CBG Inhibits Colon Carcinogenesis
In a study published in Carcinogenesis (2014), researchers assessed the effect of CBG on mouse models of colon cancer. The researchers subcutaneously injected colorectal cancer cells into mice and ten days later confirmed the presence of tumors. They then divided the mice into treatment and control groups. The treatment group received one to ten milligrams of CBG per kilogram of body weight each day of the experiment.
After five days of CBG administration, there was a forty-five percent decrease in tumor growth in the treatment group compared to the control group. The researchers verified that CBG blocks TRPM8 channels and promotes apoptosis (cell death) and reduces colorectal cancer cell growth. CBG could act as a therapeutic agent for colon cancer patients. However, the associated cost of CBG treatment could present as a significant roadblock.
A Low Yield, High-Cost Cannabinoid
CBG’s nickname is the, “Rolls-Royce of cannabinoids,” because of the high cost of production. Since only a small fraction of CBG exists in cannabis plants, it takes thousands of pounds of plants to yield enough of the cannabinoid. Additionally, because CBG is a precursor to other cannabinoids, its harvesting window is small. Cultivators need to choose whether to dedicate a crop to pure CBG or to wait to harvest other cannabinoids.
However, tweaking the genetics of the plant could be the solution. Joseph Nunez, President and COO of EcoGen Laboratories, says, “By developing better CBG genetics whereby the CBG is the dominant cannabinoid expressed within the plant, we can apply more traditional and less costly purification processes.” With genetic manipulation to increase production, the outlook for CBG as a colon cancer therapy seems promising.

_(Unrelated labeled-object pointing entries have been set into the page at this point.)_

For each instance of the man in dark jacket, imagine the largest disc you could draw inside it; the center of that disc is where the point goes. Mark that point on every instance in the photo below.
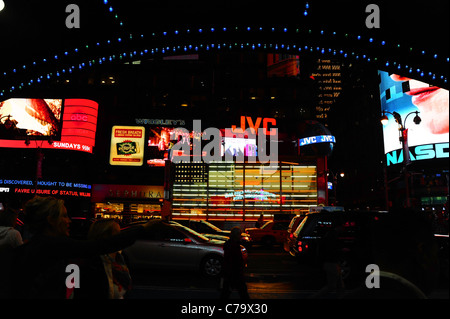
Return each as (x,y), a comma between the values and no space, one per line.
(39,266)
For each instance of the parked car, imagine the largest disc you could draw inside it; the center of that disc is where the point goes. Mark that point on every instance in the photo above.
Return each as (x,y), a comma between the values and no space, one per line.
(174,246)
(272,232)
(295,221)
(354,239)
(211,231)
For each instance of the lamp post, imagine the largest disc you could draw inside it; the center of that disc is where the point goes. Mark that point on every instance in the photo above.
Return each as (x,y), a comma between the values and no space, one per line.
(334,178)
(403,138)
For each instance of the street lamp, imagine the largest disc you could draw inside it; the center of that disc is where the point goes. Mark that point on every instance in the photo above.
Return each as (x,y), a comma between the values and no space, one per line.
(403,137)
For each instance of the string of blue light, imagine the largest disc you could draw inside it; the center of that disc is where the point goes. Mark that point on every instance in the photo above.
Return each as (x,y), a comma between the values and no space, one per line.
(357,56)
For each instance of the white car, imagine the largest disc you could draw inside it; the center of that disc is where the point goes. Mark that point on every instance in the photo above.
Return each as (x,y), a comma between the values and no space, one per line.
(176,247)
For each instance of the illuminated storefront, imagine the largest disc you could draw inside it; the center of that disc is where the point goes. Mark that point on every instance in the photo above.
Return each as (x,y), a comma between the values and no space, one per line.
(242,191)
(127,201)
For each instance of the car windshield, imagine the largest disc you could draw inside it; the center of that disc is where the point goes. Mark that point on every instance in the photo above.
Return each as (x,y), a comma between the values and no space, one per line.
(299,228)
(266,225)
(212,226)
(193,233)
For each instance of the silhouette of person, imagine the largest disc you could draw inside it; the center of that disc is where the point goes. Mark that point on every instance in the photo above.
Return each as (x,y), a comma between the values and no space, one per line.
(330,254)
(39,266)
(104,276)
(10,238)
(233,266)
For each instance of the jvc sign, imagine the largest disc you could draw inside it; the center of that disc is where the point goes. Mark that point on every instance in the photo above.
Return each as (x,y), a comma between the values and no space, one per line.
(417,153)
(317,139)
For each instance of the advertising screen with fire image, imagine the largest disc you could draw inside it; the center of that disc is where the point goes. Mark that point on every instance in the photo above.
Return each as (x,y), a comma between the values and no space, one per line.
(31,117)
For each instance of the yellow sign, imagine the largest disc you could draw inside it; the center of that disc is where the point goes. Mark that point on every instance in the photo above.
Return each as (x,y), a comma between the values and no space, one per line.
(127,145)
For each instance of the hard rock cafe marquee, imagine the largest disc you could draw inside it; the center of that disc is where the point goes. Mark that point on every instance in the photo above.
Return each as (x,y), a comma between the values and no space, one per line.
(242,191)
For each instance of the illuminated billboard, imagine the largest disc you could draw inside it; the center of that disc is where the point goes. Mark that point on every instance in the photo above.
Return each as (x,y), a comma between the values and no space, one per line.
(127,145)
(427,140)
(69,123)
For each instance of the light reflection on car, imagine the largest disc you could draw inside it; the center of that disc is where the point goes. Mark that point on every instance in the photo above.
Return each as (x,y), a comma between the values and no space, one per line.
(174,246)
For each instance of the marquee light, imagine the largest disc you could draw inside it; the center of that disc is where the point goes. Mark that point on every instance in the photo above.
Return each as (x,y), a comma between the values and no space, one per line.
(218,46)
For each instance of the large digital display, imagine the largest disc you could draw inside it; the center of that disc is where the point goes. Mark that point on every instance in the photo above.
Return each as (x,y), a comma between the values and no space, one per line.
(31,117)
(161,140)
(237,146)
(68,123)
(427,140)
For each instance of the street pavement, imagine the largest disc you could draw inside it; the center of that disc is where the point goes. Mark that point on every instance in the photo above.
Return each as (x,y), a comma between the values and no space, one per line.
(271,274)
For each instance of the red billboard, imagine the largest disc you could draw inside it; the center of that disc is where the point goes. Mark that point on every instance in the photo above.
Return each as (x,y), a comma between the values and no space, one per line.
(69,123)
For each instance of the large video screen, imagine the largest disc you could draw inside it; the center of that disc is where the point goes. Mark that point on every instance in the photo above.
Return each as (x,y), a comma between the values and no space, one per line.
(237,146)
(68,123)
(161,140)
(30,117)
(427,140)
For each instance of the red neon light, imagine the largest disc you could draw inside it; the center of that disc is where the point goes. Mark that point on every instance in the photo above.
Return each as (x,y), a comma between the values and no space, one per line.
(79,125)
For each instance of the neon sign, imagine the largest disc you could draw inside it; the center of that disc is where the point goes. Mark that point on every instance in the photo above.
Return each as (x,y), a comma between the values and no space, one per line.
(317,139)
(251,194)
(421,152)
(255,125)
(79,124)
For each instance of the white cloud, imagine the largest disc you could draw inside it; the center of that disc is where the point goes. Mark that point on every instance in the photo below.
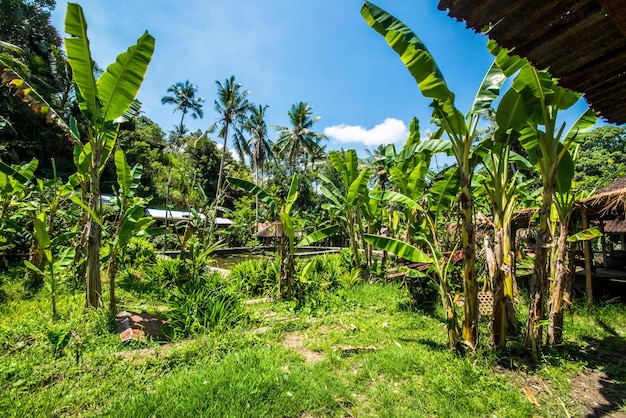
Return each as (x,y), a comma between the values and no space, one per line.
(390,131)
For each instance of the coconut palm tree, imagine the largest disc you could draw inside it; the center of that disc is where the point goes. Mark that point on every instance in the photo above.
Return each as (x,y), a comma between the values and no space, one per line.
(184,97)
(232,105)
(299,141)
(259,143)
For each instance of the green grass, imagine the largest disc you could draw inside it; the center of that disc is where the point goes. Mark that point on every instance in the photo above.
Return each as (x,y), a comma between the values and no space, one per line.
(377,355)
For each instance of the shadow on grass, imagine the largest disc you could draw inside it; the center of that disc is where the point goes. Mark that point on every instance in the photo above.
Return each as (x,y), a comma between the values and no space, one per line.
(606,357)
(601,389)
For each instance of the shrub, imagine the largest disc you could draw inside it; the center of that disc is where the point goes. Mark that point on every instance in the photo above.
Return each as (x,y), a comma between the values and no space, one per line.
(255,277)
(138,252)
(202,304)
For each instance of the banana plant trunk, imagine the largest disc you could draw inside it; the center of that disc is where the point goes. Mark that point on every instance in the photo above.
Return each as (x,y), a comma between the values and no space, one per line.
(508,264)
(503,314)
(470,287)
(451,319)
(112,273)
(94,235)
(555,328)
(220,176)
(539,279)
(356,258)
(287,269)
(498,319)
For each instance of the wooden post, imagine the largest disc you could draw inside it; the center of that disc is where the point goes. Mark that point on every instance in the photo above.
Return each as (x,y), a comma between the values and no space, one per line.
(603,243)
(587,252)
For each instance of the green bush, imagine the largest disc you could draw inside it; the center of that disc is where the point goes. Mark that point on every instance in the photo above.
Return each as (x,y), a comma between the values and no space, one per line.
(138,252)
(202,304)
(255,277)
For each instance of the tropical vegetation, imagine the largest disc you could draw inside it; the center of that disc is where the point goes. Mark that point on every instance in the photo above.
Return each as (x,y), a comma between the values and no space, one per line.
(286,333)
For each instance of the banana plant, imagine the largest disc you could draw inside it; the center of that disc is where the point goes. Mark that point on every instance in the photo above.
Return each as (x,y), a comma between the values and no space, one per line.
(532,108)
(104,103)
(130,221)
(461,130)
(350,201)
(439,267)
(561,278)
(52,196)
(504,190)
(15,188)
(56,266)
(286,241)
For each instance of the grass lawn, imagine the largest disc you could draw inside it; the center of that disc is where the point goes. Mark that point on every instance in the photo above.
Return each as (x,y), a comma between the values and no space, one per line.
(364,352)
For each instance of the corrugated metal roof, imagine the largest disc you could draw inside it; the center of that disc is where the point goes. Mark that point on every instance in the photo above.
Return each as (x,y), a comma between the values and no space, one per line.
(582,42)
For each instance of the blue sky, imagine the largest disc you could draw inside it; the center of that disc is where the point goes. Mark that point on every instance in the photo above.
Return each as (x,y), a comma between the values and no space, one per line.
(321,52)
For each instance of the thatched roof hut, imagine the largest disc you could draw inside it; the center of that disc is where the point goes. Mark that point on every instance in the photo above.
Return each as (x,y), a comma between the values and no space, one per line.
(583,42)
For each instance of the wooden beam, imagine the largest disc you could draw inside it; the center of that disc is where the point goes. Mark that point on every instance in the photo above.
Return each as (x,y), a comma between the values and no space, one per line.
(605,262)
(587,252)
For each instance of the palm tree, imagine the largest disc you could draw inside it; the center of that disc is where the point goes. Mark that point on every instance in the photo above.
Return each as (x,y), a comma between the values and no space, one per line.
(299,141)
(232,105)
(184,97)
(379,164)
(259,143)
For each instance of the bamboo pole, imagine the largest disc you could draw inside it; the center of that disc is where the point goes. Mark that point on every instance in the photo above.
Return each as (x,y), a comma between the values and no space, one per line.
(603,243)
(587,252)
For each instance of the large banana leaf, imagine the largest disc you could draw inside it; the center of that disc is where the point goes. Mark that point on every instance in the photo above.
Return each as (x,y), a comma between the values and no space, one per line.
(489,89)
(445,191)
(124,177)
(358,186)
(583,124)
(399,248)
(319,235)
(391,196)
(22,173)
(41,232)
(509,64)
(119,84)
(109,138)
(255,190)
(420,63)
(79,57)
(292,195)
(339,164)
(511,114)
(585,235)
(333,198)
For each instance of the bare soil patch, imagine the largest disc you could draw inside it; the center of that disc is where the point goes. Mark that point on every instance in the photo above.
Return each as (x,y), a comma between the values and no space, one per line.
(295,341)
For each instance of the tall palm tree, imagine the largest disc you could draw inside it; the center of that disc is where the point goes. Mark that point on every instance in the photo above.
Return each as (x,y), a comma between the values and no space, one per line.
(232,105)
(299,141)
(379,164)
(259,144)
(184,97)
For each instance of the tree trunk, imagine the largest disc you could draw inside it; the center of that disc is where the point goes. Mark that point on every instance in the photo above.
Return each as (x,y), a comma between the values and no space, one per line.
(539,280)
(112,273)
(498,317)
(287,268)
(507,267)
(470,287)
(555,328)
(94,235)
(218,193)
(356,258)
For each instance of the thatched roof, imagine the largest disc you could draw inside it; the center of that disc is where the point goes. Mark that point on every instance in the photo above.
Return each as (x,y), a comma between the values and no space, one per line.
(615,226)
(582,42)
(609,204)
(269,230)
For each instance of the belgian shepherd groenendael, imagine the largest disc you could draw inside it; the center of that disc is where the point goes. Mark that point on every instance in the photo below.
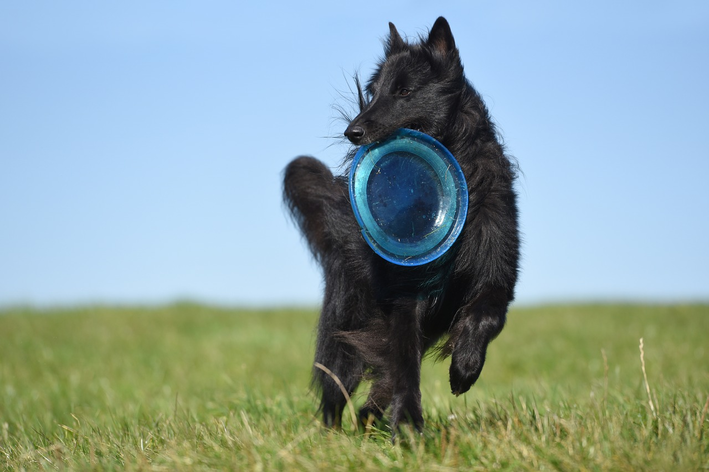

However, one major problem remains – lack of clinical evidence.
A Lack of Clinical Evidence for CBG and Other Cannabinoids
Although preclinical evidence suggests CBG and other cannabinoids are effective at reducing colon cancer proliferation, the human body is drastically different from other organisms. Without human trials, the potential of cannabinoids for colon cancer treatment is a mystery. Adding to the problem is the fact that human trials testing the efficacy of cannabinoids for cancer treatment are up against traditional therapies that physicians know work, regardless of the undesirable side effects.
In JAMA Oncology (2020), Dr. Donald Abrams and Dr. Manuel Guzmán wrote that based on current evidence, ignoring proven therapies, “for curable malignant neoplasm while choosing cannabis as a therapy instead is disturbing.”
It is not ethical to provide patients with an unproven therapy over medical treatment backed by clinical evidence, especially when dealing with a potentially deadly disease. Future human trials will need to focus on cancer patients who have failed traditional therapies. Or, on those exploring cannabinoids as a complementary treatment.